In [2]:
import pandas as pd
import numpy as np
from pathlib import Path

from sklearn.datasets import fetch_covtype
from sklearn import naive_bayes as nb
from sklearn import neural_network as nn

import time


import codes as c

import importlib
importlib.reload(c)

<module 'codes' from '/Users/pmccauley/analysis/comp5318/comp5318_assignment_2/codes/__init__.py'>

In [14]:
def read_covtype(crop=False):
    '''
    Name:
        read_covtype
    
    Purpose: 
        Read covtype dataset using the sklearn.datasets function fetch_covtype 
        and return in X, y array format along with class name and number arrays
    
    Parameters: 
        No Required Inputs:
        
        1 Optional Settings:
        
        (crop) = Boolean, default=Fales. Set to only keep the first 10 columns
                 of X, which encode the most information
    
    Returns: 
        4 Ouputs: 
        
        1 (X) = NumPy array, data array
        2 (y) = NumPy array, class labels
        3 (cnames) = list, class names
        4 (cnums) = NumPy array, class number (numeric class labels)
    '''     
    
    data = fetch_covtype()
    X = data['data']
    y = data['target']
    
    if crop==True:
        X = X[:,0:10]
    
    cnames = ['Spruce/Fir','Lodgepole Pine','Ponderosa Pine','Cottonwood/Willow','Aspen','Douglas-fir','Krummholz']
    cnums = np.arange(1,8)
    
    return X, y, cnames, cnums
    

<h2>Naive Bayes</h2>

In [None]:
def covtype_naive_bayes(X, y, kfold=10, style='prop'):
    
    X_train, y_train, X_test, y_test = c.split_dataset(X,y,regularize=False)
    
    _classifier = nb.GaussianNB
    
    confs = c.cross_validate_classifier(_classifier, X, y-1, kfold=kfold, style=style)
    
    conf = np.mean(confs, axis=0)
    df_total, df_class, df_conf = c.metrics_wrapper(conf, cnames, do_display=True)
    
    return df_total, df_class, df_conf
    

In [None]:
X, y, cnames, cnums = read_covtype(crop=False)
df_total, df_class, df_conf = covtype_naive_bayes(X, y)

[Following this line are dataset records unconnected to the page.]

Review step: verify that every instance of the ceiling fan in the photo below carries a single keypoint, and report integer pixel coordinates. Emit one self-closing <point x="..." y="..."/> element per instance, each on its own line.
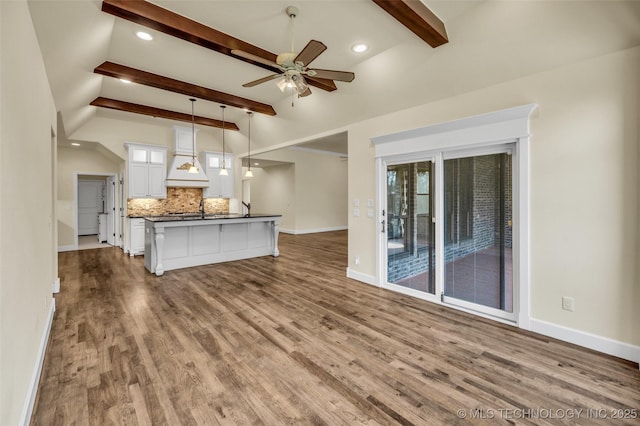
<point x="294" y="67"/>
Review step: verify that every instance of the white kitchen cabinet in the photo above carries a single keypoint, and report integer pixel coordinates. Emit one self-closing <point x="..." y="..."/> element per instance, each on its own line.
<point x="147" y="166"/>
<point x="184" y="139"/>
<point x="136" y="236"/>
<point x="219" y="186"/>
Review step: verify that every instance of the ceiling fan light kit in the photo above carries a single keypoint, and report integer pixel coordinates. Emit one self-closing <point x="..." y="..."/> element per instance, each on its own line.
<point x="294" y="67"/>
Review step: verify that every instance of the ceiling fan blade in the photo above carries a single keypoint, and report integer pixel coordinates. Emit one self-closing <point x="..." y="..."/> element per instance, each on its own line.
<point x="334" y="75"/>
<point x="322" y="83"/>
<point x="311" y="51"/>
<point x="261" y="80"/>
<point x="305" y="93"/>
<point x="255" y="58"/>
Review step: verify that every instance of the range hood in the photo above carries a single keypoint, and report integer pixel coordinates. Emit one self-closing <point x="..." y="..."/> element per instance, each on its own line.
<point x="178" y="174"/>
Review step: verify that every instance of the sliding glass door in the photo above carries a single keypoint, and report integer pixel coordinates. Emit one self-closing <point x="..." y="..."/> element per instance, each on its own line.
<point x="478" y="210"/>
<point x="448" y="226"/>
<point x="409" y="226"/>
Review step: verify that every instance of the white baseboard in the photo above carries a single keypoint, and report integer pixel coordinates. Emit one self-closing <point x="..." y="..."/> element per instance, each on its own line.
<point x="587" y="340"/>
<point x="365" y="278"/>
<point x="27" y="409"/>
<point x="312" y="231"/>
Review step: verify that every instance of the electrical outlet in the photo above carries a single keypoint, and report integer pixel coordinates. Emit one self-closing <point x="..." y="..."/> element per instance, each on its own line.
<point x="567" y="303"/>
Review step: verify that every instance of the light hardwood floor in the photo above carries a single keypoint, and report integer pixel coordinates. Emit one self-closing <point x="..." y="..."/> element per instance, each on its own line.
<point x="290" y="340"/>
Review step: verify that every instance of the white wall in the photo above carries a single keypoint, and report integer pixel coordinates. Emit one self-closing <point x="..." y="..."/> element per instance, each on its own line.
<point x="319" y="188"/>
<point x="27" y="225"/>
<point x="70" y="161"/>
<point x="584" y="187"/>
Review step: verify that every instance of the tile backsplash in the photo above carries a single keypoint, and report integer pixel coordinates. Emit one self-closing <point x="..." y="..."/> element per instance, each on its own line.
<point x="179" y="200"/>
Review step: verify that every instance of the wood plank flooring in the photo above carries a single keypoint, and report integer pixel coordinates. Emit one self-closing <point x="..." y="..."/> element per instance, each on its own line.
<point x="290" y="340"/>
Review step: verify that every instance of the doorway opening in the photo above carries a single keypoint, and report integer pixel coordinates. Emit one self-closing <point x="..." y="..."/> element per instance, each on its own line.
<point x="96" y="207"/>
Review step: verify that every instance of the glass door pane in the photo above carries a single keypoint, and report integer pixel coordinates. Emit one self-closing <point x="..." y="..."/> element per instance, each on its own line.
<point x="478" y="231"/>
<point x="410" y="228"/>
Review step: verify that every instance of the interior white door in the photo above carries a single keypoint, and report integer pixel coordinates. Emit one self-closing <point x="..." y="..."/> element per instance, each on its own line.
<point x="90" y="204"/>
<point x="111" y="210"/>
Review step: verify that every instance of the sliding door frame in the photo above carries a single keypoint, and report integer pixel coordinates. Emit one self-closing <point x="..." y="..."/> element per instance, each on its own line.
<point x="473" y="134"/>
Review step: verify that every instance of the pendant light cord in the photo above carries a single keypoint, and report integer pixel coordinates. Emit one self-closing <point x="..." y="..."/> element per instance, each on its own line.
<point x="249" y="154"/>
<point x="223" y="153"/>
<point x="193" y="134"/>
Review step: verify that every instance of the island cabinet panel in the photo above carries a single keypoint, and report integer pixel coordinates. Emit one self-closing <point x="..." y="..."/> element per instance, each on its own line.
<point x="205" y="240"/>
<point x="234" y="236"/>
<point x="179" y="243"/>
<point x="258" y="234"/>
<point x="172" y="244"/>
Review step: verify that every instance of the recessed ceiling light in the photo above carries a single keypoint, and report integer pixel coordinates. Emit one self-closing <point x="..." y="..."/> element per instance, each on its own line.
<point x="359" y="48"/>
<point x="144" y="36"/>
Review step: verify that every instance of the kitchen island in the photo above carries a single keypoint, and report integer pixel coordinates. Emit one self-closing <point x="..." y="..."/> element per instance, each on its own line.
<point x="173" y="242"/>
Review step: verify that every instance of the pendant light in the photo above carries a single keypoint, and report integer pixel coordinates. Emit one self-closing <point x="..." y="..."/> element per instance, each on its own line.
<point x="249" y="172"/>
<point x="193" y="168"/>
<point x="223" y="170"/>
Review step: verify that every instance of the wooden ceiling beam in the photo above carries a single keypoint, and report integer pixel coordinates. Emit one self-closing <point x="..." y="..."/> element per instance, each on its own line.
<point x="417" y="17"/>
<point x="162" y="113"/>
<point x="165" y="83"/>
<point x="155" y="17"/>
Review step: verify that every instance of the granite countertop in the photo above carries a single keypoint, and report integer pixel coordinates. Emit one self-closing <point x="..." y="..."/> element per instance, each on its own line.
<point x="196" y="216"/>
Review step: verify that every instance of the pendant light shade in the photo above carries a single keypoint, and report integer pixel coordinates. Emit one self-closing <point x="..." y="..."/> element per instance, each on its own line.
<point x="249" y="172"/>
<point x="223" y="170"/>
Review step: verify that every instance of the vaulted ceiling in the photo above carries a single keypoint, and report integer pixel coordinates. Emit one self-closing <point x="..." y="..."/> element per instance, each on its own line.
<point x="85" y="45"/>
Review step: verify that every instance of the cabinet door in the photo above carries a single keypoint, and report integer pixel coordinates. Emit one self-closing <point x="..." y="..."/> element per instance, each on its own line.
<point x="157" y="175"/>
<point x="138" y="180"/>
<point x="139" y="155"/>
<point x="215" y="188"/>
<point x="136" y="236"/>
<point x="226" y="186"/>
<point x="157" y="156"/>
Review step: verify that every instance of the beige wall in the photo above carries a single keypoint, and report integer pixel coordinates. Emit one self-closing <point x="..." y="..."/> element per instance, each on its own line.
<point x="113" y="134"/>
<point x="273" y="191"/>
<point x="584" y="187"/>
<point x="72" y="161"/>
<point x="319" y="186"/>
<point x="27" y="227"/>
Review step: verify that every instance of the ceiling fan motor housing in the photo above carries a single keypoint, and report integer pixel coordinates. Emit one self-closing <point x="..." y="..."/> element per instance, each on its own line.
<point x="286" y="59"/>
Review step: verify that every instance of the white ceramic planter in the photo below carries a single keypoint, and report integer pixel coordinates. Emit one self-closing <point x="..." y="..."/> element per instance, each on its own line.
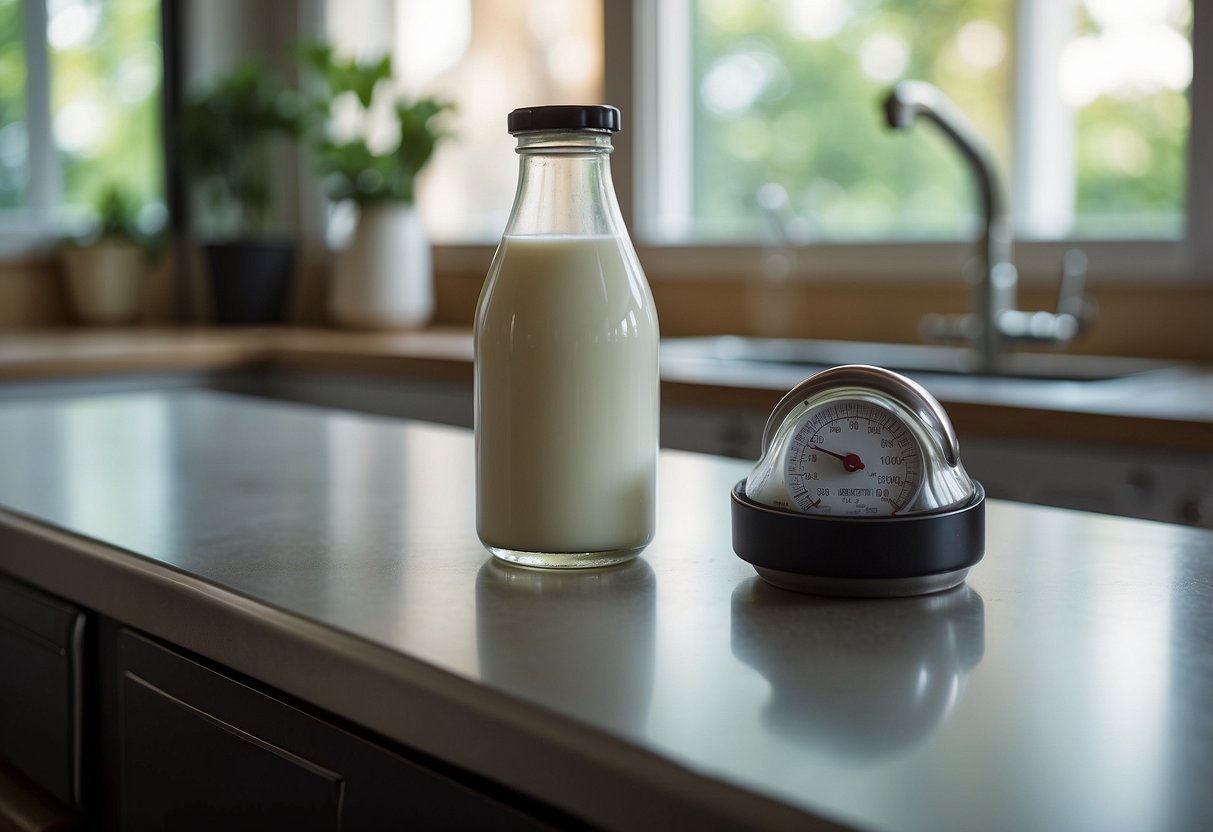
<point x="104" y="281"/>
<point x="385" y="278"/>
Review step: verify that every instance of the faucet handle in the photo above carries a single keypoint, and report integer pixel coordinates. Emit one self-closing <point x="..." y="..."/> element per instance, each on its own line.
<point x="1072" y="289"/>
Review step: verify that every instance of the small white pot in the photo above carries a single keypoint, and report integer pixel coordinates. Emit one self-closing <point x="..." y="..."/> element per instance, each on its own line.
<point x="106" y="281"/>
<point x="385" y="278"/>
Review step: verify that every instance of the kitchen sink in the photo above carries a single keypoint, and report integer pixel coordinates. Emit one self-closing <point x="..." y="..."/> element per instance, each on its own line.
<point x="901" y="358"/>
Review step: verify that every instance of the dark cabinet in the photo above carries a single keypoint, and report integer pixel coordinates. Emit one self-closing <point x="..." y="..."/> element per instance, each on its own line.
<point x="41" y="690"/>
<point x="200" y="750"/>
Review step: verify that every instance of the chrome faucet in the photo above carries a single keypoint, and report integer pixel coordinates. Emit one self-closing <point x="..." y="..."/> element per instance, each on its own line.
<point x="994" y="323"/>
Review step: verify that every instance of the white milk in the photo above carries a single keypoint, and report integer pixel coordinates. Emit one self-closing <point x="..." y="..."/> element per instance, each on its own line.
<point x="567" y="402"/>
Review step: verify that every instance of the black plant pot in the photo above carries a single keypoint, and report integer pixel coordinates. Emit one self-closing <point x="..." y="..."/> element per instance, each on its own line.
<point x="250" y="280"/>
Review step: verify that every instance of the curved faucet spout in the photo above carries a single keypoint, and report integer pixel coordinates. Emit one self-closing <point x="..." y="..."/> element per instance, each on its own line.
<point x="911" y="100"/>
<point x="994" y="291"/>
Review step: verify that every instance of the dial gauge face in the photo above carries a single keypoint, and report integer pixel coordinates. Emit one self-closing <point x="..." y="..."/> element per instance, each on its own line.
<point x="853" y="459"/>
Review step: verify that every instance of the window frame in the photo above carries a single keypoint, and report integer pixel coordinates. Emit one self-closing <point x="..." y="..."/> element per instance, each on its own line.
<point x="34" y="231"/>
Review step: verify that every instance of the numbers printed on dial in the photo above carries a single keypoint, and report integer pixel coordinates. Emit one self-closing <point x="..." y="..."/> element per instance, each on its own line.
<point x="853" y="459"/>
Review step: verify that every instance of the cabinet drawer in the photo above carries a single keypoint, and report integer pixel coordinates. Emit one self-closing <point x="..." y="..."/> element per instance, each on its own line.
<point x="41" y="701"/>
<point x="199" y="750"/>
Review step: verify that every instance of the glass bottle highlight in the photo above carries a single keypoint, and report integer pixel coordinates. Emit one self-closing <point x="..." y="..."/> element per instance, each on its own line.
<point x="567" y="379"/>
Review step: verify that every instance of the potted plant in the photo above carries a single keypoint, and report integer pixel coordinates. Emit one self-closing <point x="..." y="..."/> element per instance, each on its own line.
<point x="107" y="268"/>
<point x="383" y="278"/>
<point x="228" y="132"/>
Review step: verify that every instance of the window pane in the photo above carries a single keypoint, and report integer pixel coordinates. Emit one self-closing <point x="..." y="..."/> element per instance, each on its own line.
<point x="789" y="92"/>
<point x="1127" y="74"/>
<point x="106" y="73"/>
<point x="489" y="57"/>
<point x="13" y="144"/>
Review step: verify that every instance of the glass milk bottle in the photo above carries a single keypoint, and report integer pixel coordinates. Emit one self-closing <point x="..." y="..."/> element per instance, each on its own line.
<point x="567" y="387"/>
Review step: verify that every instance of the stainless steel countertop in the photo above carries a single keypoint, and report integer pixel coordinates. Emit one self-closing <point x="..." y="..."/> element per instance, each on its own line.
<point x="1066" y="685"/>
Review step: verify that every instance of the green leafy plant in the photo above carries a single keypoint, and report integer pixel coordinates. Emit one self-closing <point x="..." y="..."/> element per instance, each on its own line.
<point x="117" y="210"/>
<point x="351" y="169"/>
<point x="227" y="134"/>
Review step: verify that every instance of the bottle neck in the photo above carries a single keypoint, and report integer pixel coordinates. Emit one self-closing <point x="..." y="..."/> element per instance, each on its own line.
<point x="564" y="186"/>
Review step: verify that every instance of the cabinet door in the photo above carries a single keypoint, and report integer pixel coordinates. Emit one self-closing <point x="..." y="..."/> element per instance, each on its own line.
<point x="199" y="750"/>
<point x="41" y="705"/>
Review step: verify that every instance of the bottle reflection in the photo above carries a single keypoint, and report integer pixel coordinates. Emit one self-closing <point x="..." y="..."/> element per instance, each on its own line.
<point x="535" y="630"/>
<point x="856" y="678"/>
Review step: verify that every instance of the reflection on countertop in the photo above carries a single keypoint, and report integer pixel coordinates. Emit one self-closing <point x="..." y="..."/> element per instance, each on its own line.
<point x="858" y="678"/>
<point x="527" y="644"/>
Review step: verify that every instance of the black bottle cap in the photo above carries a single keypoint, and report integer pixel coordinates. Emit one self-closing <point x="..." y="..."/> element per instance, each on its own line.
<point x="564" y="117"/>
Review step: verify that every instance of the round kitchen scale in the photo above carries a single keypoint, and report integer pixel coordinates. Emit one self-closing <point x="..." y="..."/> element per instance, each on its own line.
<point x="859" y="491"/>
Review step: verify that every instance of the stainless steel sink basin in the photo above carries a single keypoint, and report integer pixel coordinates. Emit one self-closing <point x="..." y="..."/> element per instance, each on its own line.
<point x="901" y="358"/>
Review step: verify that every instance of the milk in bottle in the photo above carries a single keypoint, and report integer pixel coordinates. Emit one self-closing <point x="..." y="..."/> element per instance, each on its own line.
<point x="567" y="387"/>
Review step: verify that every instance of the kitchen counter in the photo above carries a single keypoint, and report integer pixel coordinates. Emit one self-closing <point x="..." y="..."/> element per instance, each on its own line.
<point x="334" y="557"/>
<point x="1169" y="409"/>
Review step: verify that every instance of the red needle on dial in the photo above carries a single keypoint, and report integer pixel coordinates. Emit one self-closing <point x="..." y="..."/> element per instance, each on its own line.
<point x="849" y="461"/>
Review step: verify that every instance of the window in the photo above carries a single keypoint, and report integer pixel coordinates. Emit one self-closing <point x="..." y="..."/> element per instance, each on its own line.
<point x="1082" y="102"/>
<point x="488" y="57"/>
<point x="750" y="119"/>
<point x="79" y="110"/>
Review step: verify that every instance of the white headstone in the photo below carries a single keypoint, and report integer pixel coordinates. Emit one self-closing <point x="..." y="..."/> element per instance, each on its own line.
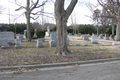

<h2>Multi-Layer Perceptron (MLP)</h2>

The following two 

In [6]:
def mlp_explore_param(param, values, X_train, y_train, X_test, y_test, args=None, redo=False):
    '''
    Name:
        mlp_explore_param
    
    Purpose: 
        Explore a given scikit-learn MLP hyperparameter by looping through an 
        array of values and recording classification performance for each step. 
        Results are be written to CSV files and read from there on subsequent 
        calls unless redo=True.
    
    Parameters: 
        6 Required Inputs:
        
        1 (param) = String, hyperparameter to test (e.g. 'hidden_layer_sizes')
        2 (values) = List or numpy array containing param values to be tested
        3 (X_train) = NumPy array, Training data
        4 (y_train) = NumPy array, Training labels
        5 (X_test) = NumPy array, Test data
        6 (y_test) = NumPy array, Test labels
        
        2 Optional Settings:
        
        1 (args) = Dictionary, default={'solver':'sgd', 'early_stopping':True}. 
                   Arguments passed to the MLP classifier via **kwargs that 
                   will be kept constant for each test
        2 (redo) = Boolean, default=False. Results will be written to and read 
                   from a CSV file. Set redo=True to remake an existing CSV
        
    
    Returns: 
        Out: Pandas DataFrame containing the metrics (accuracy, f1, precision, 
             recall, run time, loss, and iteration count) for each parameter value
    ''' 
    
    kwargs = args if args != None else {'solver':'sgd', 'early_stopping':True}
    
    if param not in kwargs:
        kwargs = {**kwargs, **{param:values[0]}}

    runtimes = np.zeros(np.shape(values)[0])
    n_iter = np.zeros(np.shape(values)[0])
    loss = np.zeros(np.shape(values)[0])
        
    if param=='learning_rate_init' or param=='tol':
        file = Path('mlp_explore_results/mlp_explore_'+param+'_'+kwargs['learning_rate']+'.csv')
    elif param=='hidden_layer_sizes':
        config = 'depth' if type(values)==list else 'width'
        file = Path('mlp_explore_results/mlp_explore_'+param+'_'+config+'.csv')
    else:
        file = Path('mlp_explore_results/mlp_explore_'+param+'.csv')
    
    if file.is_file()==True and redo==False:
        
        print('Reading existing results from '+file.name)
        df_totals = pd.read_csv(file.resolve(), index_col=0)
    
    else:
    
        print('Exploring param = '+param+' from '+str(values[0])+' to '+str(values[-1]))
        print('Working on '+param+' = ', sep=' ', end='', flush=True)
    
        for i, param_value in enumerate(values):
            kwargs[param] = param_value
            print(param_value, sep=' ', end=',', flush=True)
            
            start = time.time()
            
            _classifier = nn.MLPClassifier(**kwargs)
            _classifier = _classifier.fit(X_train, y_train)
            y_pred = _classifier.predict(X_test)
            
            runtimes[i] = time.time()-start
            n_iter[i] = _classifier.n_iter_
            loss[i] = _classifier.loss_
            
            conf = c.construct_confusion_matrix(y_test-1, y_pred-1, dim=7)
            df_total, df_class, df_conf = c.metrics_wrapper(conf, cnames, do_display=False)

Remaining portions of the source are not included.